Une dizaine d’années après le début des réformes, le Mur de Berlin tombait, la guerre froide prenait fin, et un dégel général sur les cinq continents permettait à la mondialisation de prendre un nouvel essor. Cette troisième phase historique des échanges naît donc en Chine d’une volonté d’ouverture au dedans et d’une volonté de pénétration au dehors. Le tournant était pris ; on en pensera ce qu’on voudra.

 

[1] Le nom latin de Confucius (qui s’appelait en réalité Kong Zi) nous vient d’ailleurs des Jésuites qui avaient opéré cette transcription pour le rendre plus prononçable par les lecteurs européens.

 

[2] Je simplifie évidemment beaucoup en résumant l’histoire de ces échanges à ces trois phases car c’est omettre toute l’histoire des échanges marchands « réguliers » qui eurent lieu avant le XXe siècle et indépendamment des politiques coloniales, mais je voudrais ici me focaliser sur les périodes où le choc de ces deux civilisations a été le plus direct, et souvent le plus brutal.

 

[3] Ce qui ne m’empêche pas, par principe, de désapprouver leur entreprise car, aussi pacifique qu’elle fût, il n’en s’agissait pas moins d’une croisade religieuse, c’est-à-dire d’un type de colonisation, projet qui me paraît en soi indéfendable.

 

[4] Par présence étrangère de l’époque coloniale, j’entends à la fois les colonies occidentales (comme les colonies britanniques par exemple) que les colonies asiatiques (le Japon), car ce dernier diffère beaucoup de la Chine par sa culture et, en bien des domaines, il a été à l’avant-garde de l’ « occidentalisation » de l’Asie.

 

[5] Ces quatre modernisations concernaient les secteurs de l’agriculture, de l’industrie, des sciences et technologies et de l’armée. Quelques intellectuels écrivirent et écrivent encore que ces quatre modernisations ne pouvaient, pour se réaliser, faire l’économie d’une cinquième, cette dernière n’étant autre que la démocratie.

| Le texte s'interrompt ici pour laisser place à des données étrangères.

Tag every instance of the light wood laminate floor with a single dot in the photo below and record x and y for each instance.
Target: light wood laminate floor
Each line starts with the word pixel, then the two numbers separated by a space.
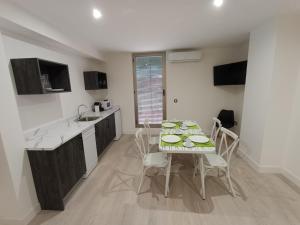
pixel 108 196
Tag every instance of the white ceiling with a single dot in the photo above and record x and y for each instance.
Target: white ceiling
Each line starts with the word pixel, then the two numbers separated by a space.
pixel 151 25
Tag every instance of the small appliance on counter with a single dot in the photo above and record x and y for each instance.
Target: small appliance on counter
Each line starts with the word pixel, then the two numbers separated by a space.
pixel 106 105
pixel 97 107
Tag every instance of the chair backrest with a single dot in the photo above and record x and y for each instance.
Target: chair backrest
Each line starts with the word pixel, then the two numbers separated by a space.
pixel 139 140
pixel 226 153
pixel 216 129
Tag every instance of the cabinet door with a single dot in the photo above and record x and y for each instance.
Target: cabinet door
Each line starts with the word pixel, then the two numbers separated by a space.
pixel 71 163
pixel 100 136
pixel 65 161
pixel 78 156
pixel 112 127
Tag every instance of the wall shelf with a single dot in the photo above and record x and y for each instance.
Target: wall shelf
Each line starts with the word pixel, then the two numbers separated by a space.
pixel 39 76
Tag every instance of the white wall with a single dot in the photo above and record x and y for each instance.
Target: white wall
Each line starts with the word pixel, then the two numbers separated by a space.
pixel 17 192
pixel 259 75
pixel 191 83
pixel 271 109
pixel 35 110
pixel 292 154
pixel 18 21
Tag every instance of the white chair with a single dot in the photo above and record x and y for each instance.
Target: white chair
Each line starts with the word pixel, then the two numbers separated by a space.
pixel 215 129
pixel 220 160
pixel 151 140
pixel 149 160
pixel 213 137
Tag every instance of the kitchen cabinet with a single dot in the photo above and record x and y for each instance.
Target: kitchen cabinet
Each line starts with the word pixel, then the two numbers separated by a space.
pixel 39 76
pixel 105 133
pixel 56 172
pixel 94 80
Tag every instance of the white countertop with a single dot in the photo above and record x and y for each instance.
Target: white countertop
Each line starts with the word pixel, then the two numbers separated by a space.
pixel 51 136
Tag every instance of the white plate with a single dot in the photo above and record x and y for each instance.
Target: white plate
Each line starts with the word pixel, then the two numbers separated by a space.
pixel 169 125
pixel 188 146
pixel 189 123
pixel 171 138
pixel 178 132
pixel 199 139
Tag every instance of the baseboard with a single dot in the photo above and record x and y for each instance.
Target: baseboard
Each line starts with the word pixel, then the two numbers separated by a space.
pixel 33 212
pixel 269 169
pixel 291 177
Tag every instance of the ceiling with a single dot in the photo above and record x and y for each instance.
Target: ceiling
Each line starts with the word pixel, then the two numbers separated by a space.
pixel 151 25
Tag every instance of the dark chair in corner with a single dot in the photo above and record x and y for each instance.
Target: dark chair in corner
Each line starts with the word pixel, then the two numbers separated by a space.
pixel 227 118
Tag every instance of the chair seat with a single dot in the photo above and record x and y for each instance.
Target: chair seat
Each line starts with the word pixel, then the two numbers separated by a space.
pixel 154 140
pixel 157 159
pixel 215 160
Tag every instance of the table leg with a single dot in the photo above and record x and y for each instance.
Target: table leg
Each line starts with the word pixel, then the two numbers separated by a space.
pixel 168 175
pixel 202 172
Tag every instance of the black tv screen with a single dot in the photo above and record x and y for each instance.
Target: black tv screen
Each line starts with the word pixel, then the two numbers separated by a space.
pixel 230 74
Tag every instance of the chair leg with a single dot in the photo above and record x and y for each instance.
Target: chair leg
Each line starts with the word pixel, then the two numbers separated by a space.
pixel 196 166
pixel 202 172
pixel 168 171
pixel 141 180
pixel 230 183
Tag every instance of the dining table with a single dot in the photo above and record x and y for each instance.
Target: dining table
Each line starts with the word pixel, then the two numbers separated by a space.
pixel 184 130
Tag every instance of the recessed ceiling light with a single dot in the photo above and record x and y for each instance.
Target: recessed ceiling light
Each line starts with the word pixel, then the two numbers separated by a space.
pixel 218 3
pixel 97 14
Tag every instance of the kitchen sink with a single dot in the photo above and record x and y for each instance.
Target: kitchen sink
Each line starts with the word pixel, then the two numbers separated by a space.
pixel 87 118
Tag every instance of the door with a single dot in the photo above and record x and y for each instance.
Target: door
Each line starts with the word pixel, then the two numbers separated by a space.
pixel 149 88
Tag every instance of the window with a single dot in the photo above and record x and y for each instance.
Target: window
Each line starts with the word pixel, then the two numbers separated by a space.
pixel 149 88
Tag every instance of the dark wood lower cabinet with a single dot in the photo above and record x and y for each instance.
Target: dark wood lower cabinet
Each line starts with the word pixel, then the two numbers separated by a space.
pixel 56 172
pixel 105 132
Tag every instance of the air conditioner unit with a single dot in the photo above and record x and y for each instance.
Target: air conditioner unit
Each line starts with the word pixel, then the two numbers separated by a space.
pixel 184 56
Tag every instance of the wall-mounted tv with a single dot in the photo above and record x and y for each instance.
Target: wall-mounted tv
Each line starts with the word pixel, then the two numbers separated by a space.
pixel 230 74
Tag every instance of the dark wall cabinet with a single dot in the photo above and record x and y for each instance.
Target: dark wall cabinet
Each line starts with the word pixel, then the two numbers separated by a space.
pixel 94 80
pixel 38 76
pixel 56 172
pixel 105 133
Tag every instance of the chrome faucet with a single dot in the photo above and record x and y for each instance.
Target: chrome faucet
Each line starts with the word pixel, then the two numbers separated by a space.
pixel 78 111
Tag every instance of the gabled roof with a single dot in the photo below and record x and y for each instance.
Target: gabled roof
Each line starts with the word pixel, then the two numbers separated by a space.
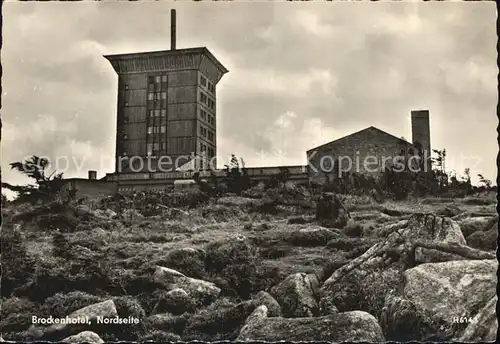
pixel 357 133
pixel 164 53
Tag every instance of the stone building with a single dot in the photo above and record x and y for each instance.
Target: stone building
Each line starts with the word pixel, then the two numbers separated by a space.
pixel 369 151
pixel 166 106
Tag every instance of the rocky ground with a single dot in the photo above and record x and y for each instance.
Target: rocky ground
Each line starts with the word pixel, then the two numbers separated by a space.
pixel 244 268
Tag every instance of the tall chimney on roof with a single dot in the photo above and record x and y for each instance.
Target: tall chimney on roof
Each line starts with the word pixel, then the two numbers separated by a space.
pixel 173 28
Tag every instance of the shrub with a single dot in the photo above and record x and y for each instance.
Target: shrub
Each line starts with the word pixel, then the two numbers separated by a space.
pixel 238 262
pixel 353 230
pixel 160 336
pixel 358 291
pixel 401 321
pixel 222 213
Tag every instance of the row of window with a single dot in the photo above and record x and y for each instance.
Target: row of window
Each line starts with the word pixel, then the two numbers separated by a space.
pixel 157 79
pixel 159 129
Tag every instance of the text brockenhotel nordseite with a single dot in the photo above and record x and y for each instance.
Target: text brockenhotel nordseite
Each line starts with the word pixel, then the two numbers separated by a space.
pixel 83 320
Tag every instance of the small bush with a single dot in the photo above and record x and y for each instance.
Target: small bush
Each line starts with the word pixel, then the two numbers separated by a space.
pixel 128 306
pixel 350 244
pixel 401 321
pixel 238 262
pixel 367 293
pixel 478 201
pixel 189 262
pixel 222 213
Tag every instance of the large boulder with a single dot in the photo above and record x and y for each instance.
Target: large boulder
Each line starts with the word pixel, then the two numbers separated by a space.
pixel 237 201
pixel 330 212
pixel 484 240
pixel 297 295
pixel 349 327
pixel 84 337
pixel 82 319
pixel 432 228
pixel 202 292
pixel 451 289
pixel 483 327
pixel 175 301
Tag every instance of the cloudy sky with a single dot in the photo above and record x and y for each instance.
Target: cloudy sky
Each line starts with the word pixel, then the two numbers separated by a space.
pixel 300 75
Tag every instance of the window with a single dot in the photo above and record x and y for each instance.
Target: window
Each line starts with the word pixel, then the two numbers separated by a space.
pixel 203 80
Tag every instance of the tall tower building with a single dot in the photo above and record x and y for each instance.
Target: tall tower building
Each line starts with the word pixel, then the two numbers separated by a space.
pixel 166 107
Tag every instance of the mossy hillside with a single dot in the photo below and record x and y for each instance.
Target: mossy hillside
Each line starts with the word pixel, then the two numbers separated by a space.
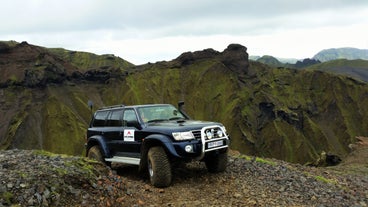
pixel 63 129
pixel 353 68
pixel 310 110
pixel 317 100
pixel 86 61
pixel 14 109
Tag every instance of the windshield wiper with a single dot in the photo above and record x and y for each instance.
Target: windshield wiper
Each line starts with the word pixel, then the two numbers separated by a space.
pixel 177 118
pixel 156 120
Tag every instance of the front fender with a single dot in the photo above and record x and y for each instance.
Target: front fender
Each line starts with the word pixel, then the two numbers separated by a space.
pixel 159 139
pixel 100 141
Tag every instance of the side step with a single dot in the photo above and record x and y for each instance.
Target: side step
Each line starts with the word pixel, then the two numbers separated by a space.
pixel 124 160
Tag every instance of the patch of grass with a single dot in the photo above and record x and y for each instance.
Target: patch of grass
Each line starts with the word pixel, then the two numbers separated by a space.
pixel 7 197
pixel 258 159
pixel 325 180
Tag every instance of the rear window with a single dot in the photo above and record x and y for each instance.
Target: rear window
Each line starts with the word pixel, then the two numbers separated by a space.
pixel 100 118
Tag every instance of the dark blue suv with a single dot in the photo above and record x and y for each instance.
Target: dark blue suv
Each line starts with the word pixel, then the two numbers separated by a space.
pixel 154 137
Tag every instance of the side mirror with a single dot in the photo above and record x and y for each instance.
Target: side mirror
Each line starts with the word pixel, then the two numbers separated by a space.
pixel 180 107
pixel 134 123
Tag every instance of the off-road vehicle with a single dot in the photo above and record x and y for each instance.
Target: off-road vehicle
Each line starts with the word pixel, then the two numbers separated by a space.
pixel 155 137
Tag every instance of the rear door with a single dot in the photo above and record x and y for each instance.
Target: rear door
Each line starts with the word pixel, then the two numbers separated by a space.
pixel 114 130
pixel 131 141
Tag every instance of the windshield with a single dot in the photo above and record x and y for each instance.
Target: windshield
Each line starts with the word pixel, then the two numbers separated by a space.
pixel 159 113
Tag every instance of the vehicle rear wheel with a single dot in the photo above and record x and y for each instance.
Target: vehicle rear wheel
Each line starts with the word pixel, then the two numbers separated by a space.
pixel 95 153
pixel 216 162
pixel 159 168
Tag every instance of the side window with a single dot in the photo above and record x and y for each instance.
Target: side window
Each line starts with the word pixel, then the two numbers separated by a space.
pixel 130 118
pixel 115 118
pixel 100 119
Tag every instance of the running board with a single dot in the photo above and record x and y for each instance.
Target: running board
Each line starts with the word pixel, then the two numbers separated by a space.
pixel 124 160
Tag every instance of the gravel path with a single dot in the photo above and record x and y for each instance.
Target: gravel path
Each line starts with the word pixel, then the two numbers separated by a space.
pixel 34 178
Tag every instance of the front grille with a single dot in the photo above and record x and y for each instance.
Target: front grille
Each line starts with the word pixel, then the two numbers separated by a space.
pixel 197 134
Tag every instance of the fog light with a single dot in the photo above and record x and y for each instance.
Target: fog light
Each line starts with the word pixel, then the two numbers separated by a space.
pixel 189 148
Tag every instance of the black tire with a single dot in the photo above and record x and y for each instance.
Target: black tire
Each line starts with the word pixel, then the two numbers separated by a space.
pixel 216 163
pixel 95 153
pixel 159 168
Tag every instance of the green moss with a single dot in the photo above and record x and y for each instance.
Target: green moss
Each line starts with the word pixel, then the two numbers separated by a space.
pixel 7 197
pixel 325 180
pixel 258 159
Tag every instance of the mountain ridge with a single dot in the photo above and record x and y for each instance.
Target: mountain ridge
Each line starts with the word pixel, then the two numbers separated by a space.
pixel 271 112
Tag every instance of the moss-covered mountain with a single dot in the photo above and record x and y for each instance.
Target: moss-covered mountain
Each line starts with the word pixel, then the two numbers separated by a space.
pixel 282 113
pixel 341 53
pixel 357 69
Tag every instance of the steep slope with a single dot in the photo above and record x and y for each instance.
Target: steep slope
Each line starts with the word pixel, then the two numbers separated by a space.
pixel 341 53
pixel 282 113
pixel 353 68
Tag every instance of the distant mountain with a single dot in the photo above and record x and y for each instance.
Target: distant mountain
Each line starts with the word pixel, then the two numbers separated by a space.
pixel 289 114
pixel 341 53
pixel 354 68
pixel 270 60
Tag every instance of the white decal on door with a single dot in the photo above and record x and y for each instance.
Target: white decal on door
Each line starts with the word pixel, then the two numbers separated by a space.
pixel 129 135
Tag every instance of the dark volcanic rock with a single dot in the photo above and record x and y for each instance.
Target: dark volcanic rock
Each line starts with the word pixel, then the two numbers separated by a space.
pixel 189 57
pixel 235 57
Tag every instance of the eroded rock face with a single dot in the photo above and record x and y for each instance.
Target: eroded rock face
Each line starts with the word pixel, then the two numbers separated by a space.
pixel 235 57
pixel 32 66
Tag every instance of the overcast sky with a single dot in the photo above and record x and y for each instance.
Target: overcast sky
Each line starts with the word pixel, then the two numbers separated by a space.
pixel 142 31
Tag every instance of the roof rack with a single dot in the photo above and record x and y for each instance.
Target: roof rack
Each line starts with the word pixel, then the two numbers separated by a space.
pixel 114 106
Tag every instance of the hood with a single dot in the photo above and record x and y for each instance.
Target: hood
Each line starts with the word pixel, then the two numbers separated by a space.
pixel 179 126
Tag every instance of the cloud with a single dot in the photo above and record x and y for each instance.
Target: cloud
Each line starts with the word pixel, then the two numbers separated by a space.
pixel 145 30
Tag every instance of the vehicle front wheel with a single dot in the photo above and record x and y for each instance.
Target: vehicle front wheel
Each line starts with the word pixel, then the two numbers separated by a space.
pixel 216 163
pixel 95 153
pixel 159 168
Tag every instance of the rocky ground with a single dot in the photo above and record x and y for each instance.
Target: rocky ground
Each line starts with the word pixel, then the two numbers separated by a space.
pixel 38 178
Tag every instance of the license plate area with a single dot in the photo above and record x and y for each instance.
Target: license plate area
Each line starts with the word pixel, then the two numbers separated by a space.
pixel 215 144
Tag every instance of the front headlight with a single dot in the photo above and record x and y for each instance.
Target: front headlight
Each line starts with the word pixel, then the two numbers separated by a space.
pixel 183 135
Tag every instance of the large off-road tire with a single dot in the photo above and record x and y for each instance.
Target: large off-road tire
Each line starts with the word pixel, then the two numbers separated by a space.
pixel 95 153
pixel 216 163
pixel 159 168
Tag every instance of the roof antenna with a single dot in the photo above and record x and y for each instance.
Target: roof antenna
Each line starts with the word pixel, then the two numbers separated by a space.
pixel 90 105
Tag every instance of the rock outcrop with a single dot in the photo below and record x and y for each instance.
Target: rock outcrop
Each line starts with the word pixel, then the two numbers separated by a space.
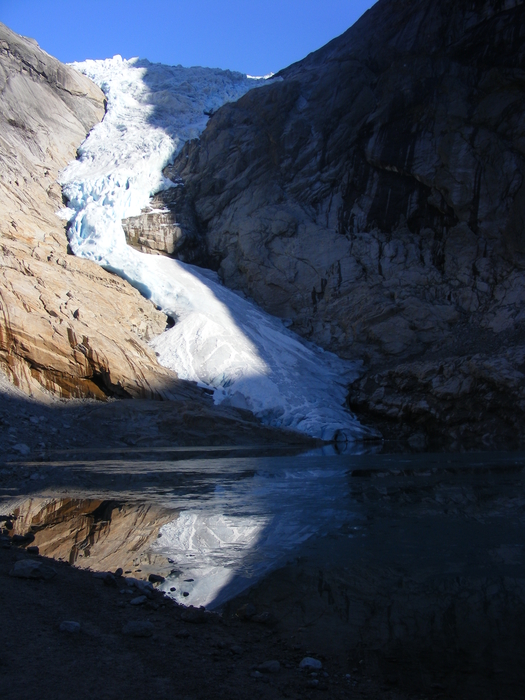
pixel 375 195
pixel 65 324
pixel 168 226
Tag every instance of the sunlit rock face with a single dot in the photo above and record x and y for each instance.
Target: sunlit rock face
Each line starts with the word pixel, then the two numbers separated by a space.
pixel 375 195
pixel 167 226
pixel 58 326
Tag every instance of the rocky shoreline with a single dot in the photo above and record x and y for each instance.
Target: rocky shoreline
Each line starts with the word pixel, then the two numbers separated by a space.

Certains parmi eux eurent tout le loisir de poursuivre leur réflexion au fond d’une cellule de prison...

 

[6] Le secret de la réussite chinoise réside d’ailleurs dans la conjonction de ces deux facteurs : c’est parce que la Chine est attractive sur le marché mondial (notamment avec sa main-d’oeuvre à bas prix) que le gouvernement peut se permettre d’être exigeant en matière de fiscalité et de respect des lois avec les « candidats » étrangers intéressés à faire affaires dans le pays. Comme personne ne les retient et que les concurrents se bousculent au portillon, ils ont en général tôt fait d’accepter toutes les conditions. Cela s’appelle un contrat entre deux parties égales et consentantes et nous sommes loin, bien loin, des anciens diktats coloniaux.